Monday is the first day of this academic year for the high school classes I teach. The missus and I have been frantically working to get ready. But will the students be ready for us? Even more, will they be ready for the tales of weal and woe that will be visited upon them this Fall?
In thinking about this, I just realized that almost every reading assignment this quarter is a tale of woe and suffering. My sophomore humanities class begins with Homer’s Iliad. The great thing about Homer is that in the three thousand years since the Iliad has come down to us, there has yet to have been a writer or storyteller who can match the vividness of his violent death scenes. He is the poet-par-excellence of gore.
My junior humanities class has the privilege of entering into another form of suffering. Dante’s Inferno is our first book of the new academic year. Dante created new forms of suffering for those who did not suffer enough in this world! However, there is some comic relief for the juniors, because in the English class I teach them, we begin with Canterbury Tales.

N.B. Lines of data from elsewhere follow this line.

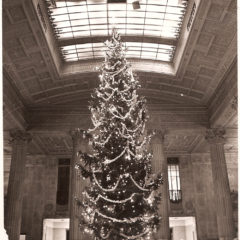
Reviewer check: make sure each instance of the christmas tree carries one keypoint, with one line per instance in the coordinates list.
(122, 201)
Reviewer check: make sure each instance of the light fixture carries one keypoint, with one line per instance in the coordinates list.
(116, 1)
(136, 5)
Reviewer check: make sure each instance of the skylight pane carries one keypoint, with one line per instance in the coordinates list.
(98, 20)
(156, 8)
(66, 35)
(99, 32)
(76, 9)
(151, 33)
(60, 18)
(92, 18)
(119, 6)
(135, 20)
(134, 32)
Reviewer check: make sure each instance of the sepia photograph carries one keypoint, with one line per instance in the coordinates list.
(119, 120)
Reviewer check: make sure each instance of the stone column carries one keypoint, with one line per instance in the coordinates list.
(221, 184)
(159, 164)
(77, 186)
(13, 216)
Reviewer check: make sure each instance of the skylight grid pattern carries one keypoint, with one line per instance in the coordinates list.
(151, 51)
(161, 19)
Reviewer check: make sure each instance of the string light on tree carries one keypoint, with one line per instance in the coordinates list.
(122, 201)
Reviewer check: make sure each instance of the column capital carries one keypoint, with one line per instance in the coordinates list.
(215, 135)
(158, 136)
(20, 135)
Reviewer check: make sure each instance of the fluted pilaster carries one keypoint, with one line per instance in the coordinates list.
(20, 141)
(216, 140)
(159, 164)
(77, 186)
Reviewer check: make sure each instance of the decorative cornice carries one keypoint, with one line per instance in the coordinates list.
(77, 133)
(158, 136)
(20, 136)
(215, 135)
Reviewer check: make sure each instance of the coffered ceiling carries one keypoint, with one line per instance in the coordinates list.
(35, 72)
(196, 90)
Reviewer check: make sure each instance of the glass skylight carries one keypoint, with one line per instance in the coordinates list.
(157, 20)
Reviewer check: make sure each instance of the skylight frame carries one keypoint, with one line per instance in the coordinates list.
(126, 24)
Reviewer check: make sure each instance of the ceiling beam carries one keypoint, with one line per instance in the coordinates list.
(97, 39)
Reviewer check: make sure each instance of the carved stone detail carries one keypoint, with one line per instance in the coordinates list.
(158, 135)
(215, 135)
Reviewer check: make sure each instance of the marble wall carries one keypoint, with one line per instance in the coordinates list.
(196, 182)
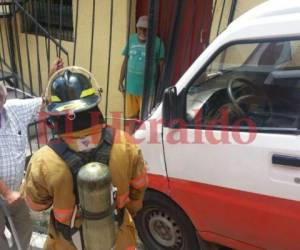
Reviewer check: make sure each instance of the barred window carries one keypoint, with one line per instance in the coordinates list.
(47, 14)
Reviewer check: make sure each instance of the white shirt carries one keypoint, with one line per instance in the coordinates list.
(16, 115)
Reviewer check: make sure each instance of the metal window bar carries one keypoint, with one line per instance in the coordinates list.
(59, 23)
(109, 57)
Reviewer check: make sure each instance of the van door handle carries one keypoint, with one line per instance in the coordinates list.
(286, 160)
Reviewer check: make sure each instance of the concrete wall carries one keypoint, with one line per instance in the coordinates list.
(101, 43)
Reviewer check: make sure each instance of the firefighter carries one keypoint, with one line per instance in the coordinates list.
(81, 131)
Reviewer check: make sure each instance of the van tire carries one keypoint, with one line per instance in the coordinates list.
(162, 225)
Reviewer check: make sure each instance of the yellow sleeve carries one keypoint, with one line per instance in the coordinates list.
(35, 188)
(138, 182)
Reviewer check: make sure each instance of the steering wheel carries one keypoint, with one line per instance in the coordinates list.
(250, 98)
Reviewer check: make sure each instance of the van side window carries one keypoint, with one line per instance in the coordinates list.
(255, 85)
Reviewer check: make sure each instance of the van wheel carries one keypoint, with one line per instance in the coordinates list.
(161, 225)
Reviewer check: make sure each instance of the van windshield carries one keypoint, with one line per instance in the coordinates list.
(259, 81)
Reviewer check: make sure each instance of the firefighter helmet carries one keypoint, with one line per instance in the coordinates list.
(72, 89)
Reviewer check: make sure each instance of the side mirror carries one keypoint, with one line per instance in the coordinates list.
(169, 109)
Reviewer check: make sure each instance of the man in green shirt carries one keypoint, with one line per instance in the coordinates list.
(133, 69)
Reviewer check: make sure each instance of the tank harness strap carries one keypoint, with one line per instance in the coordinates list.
(102, 152)
(65, 230)
(75, 160)
(71, 158)
(96, 216)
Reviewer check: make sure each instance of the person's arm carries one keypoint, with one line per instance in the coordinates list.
(138, 183)
(9, 195)
(123, 74)
(34, 188)
(28, 109)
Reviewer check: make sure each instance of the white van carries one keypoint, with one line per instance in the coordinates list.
(223, 148)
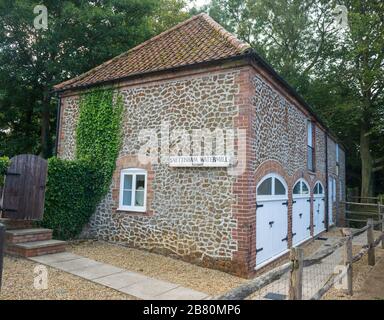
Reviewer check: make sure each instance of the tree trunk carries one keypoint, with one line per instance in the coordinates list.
(45, 126)
(366, 163)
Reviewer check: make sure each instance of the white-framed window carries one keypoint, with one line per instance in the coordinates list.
(301, 188)
(272, 187)
(133, 190)
(319, 189)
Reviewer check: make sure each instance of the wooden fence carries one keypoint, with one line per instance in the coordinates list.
(357, 213)
(297, 264)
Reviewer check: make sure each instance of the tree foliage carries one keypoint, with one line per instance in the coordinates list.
(338, 71)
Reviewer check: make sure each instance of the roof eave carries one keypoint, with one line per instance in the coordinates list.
(263, 63)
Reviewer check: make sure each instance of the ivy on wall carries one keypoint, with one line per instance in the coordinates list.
(74, 188)
(98, 134)
(73, 192)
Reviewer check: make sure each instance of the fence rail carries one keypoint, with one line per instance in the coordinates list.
(297, 264)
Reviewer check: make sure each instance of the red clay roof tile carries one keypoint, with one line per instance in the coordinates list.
(198, 39)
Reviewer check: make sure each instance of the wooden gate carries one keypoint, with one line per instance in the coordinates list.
(24, 190)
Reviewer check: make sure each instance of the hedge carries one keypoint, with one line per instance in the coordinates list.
(72, 194)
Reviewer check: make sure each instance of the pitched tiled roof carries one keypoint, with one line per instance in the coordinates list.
(198, 39)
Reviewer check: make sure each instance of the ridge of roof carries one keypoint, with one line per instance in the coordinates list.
(238, 45)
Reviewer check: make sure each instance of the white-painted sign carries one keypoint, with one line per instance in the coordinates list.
(200, 161)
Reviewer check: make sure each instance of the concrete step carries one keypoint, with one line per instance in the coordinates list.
(27, 235)
(35, 248)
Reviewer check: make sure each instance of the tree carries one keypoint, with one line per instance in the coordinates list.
(361, 69)
(81, 34)
(339, 72)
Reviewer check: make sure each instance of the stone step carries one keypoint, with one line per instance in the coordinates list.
(35, 248)
(27, 235)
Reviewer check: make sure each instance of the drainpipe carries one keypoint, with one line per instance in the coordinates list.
(327, 184)
(58, 115)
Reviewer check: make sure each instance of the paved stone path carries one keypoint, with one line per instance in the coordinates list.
(314, 277)
(125, 281)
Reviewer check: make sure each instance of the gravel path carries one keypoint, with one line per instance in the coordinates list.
(209, 281)
(18, 280)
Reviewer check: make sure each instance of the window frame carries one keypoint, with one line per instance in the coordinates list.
(301, 194)
(273, 196)
(318, 183)
(134, 172)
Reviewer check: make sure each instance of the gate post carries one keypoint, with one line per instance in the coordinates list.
(348, 256)
(296, 274)
(370, 242)
(2, 243)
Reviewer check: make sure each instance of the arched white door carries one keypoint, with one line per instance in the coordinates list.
(271, 219)
(318, 208)
(301, 212)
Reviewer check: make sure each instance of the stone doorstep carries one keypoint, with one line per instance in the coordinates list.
(25, 232)
(35, 248)
(38, 244)
(27, 235)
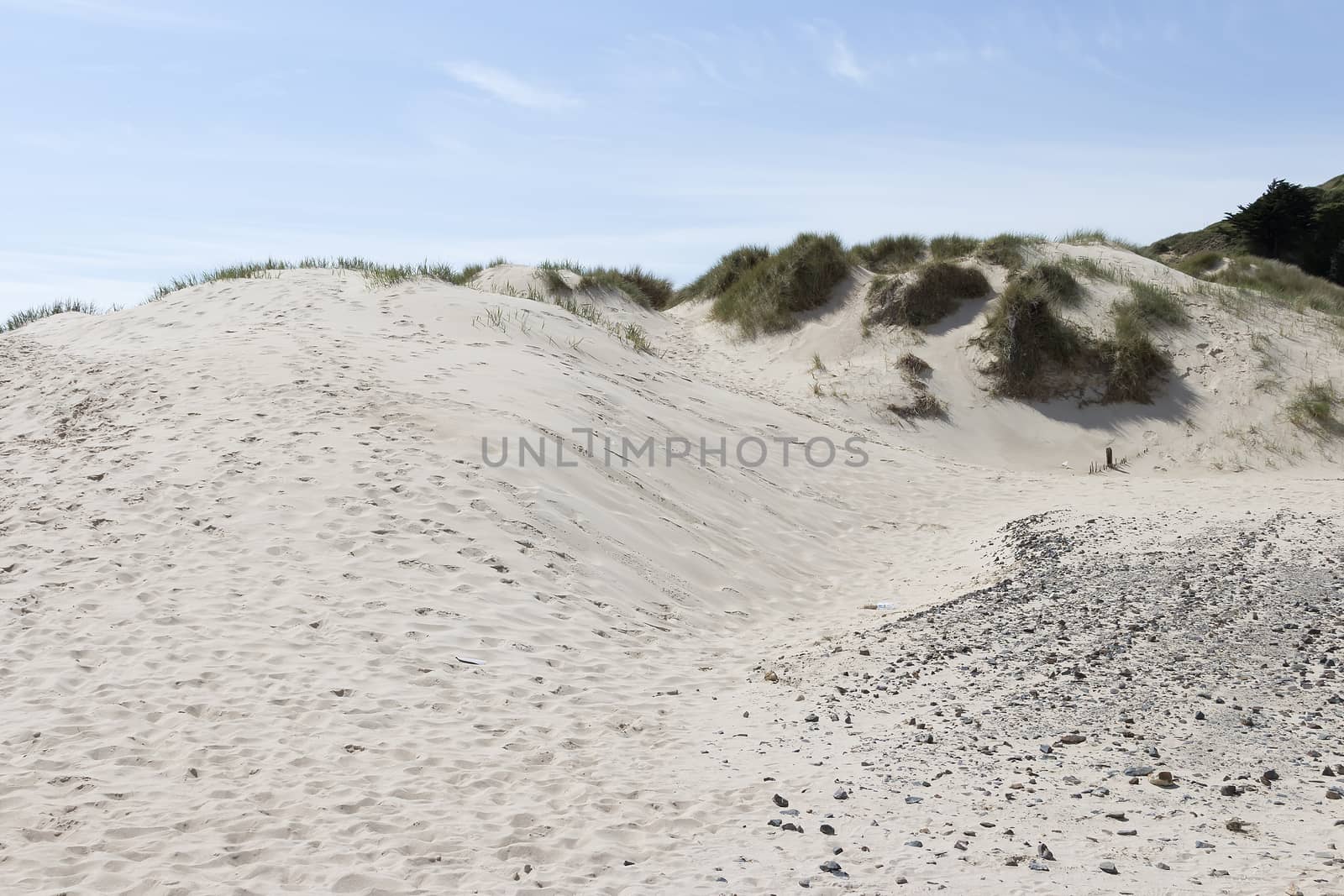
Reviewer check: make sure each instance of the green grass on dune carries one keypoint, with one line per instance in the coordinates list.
(1007, 250)
(796, 278)
(933, 291)
(951, 246)
(890, 254)
(1314, 409)
(1283, 284)
(640, 285)
(1133, 363)
(1152, 305)
(725, 273)
(1035, 354)
(1027, 340)
(1097, 237)
(37, 313)
(1052, 282)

But we are not finished yet! The seniors, having already been exposed to the this-worldly violence of Homer and the hellish violence of Dante will enter the dystopian worlds of George Orwell and Aldous Huxley with 1984 and Brave New World, respectively.
Thankfully, the Latin classes I teach are pretty straightforward and methodical. Otherwise, I might need to undergo a psychiatric evaluation after inundating myself with all of these forms of suffering for the next eight weeks!